Kylo Spark Properties¶

Overview¶

The kylo-spark-shell process compiles and executes Scala code for schema detection and data transformations. It is started in the background by kylo-services as needed.

There will be at least two processes. The first process is used for schema detection of sample files. The second process is used for executing data transformations and may start additional processes if user impersonation is enabled.

Once the process has started it will call back to kylo-services and register itself. This allows Spark to run in yarn-cluster mode as the driver can run on any node in the cluster.

The auth-spark Spring profile must be enabled in kylo-services for the Spark client to start.

Configuration¶

The default location of the configuration file is at /opt/kylo/kylo-services/conf/spark.properties.

Spark Properties¶

The default property values should work on most systems. An error will be logged if Kylo is unable to determine the correct value from the environment.

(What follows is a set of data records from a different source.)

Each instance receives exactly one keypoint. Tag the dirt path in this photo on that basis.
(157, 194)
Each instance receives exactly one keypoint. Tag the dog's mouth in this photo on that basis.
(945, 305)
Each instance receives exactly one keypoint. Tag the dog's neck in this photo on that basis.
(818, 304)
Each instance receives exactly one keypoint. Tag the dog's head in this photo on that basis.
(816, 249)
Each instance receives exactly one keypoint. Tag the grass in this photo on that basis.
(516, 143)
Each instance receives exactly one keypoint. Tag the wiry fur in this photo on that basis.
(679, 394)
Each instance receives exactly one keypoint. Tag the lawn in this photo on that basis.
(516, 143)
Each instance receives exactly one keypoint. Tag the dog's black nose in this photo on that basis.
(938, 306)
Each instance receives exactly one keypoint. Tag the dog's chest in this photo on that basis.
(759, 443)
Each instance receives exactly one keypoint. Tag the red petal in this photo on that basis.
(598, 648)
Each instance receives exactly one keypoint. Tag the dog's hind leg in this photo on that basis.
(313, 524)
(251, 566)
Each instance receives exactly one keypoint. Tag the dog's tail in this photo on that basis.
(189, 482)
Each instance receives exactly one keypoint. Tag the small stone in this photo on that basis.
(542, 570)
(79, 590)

Property	Type	Default	Description
spark.shell.appResource	String		Path to the kylo-spark-shell-client jar file. This is only needed if Kylo is unable to determine the location automatically. The default location for Spark 1.x is `/opt/` `kylo/kylo-services/lib/app/kylo-spark-` `shell-client-v1-*.jar`. There is a v2 jar for Spark 2.x.
spark.shell.deployMode	String		Whether to launch a kylo-spark-shell process locally (`client`) or on one of the worker machines inside the cluster (`cluster`). Set to `cluster` when enabling user impersonation.
spark.shell.files	String		Additional files to be submitted with the Spark application. Multiple files should be separated with a comma.
spark.shell.javaHome	String		The `JAVA_HOME` for launching the Spark application.
spark.shell.idleTimeout	Number	900	Indicates the amount of time in seconds to wait for a user request before terminating a kylo-spark-shell process. Any user request sent to the process will reset this timeout. This is only used in `yarn-cluster` mode.
spark.shell.jars	String		Additional jars to be submitted with the Spark application. Multiple jars should be separated with a comma.
spark.shell.master	String		Where to run Spark executors locally (`local`) or inside a YARN cluster (`yarn`). Set to `yarn` when enabling user impersonation.
spark.shell.portMin	Number	45000	Minimum port number that a kylo-spark-shell process may listen on.
spark.shell.portMax	Number	45999	Maximum port number that a kylo-spark-shell process may listen on.
spark.shell.propertiesFile	String		A custom properties file with Spark configuration for the application.
spark.shell.proxyUser	Boolean	false	Set to `true` to enable Multi-User mode.
spark.shell .registrationKeystorePassword	String		Password to keystore when registrationUrl uses SSL.
spark.shell .registrationKeystorePath	String		Path to keystore when registrationUrl uses SSL.
spark.shell.registrationUrl	String		Kylo Services URL for registering the Spark application once it has started. This defaults to `http://<server-address>:8400/` `proxy/v1/spark/shell/register`
spark.shell.sparkArgs	String		Additional arguments to include in the Spark invocation.
spark.shell.sparkHome	String		A custom Spark installation location for the application.
spark.shell.verbose	Boolean	false	Enables verbose reporting for Spark Submit.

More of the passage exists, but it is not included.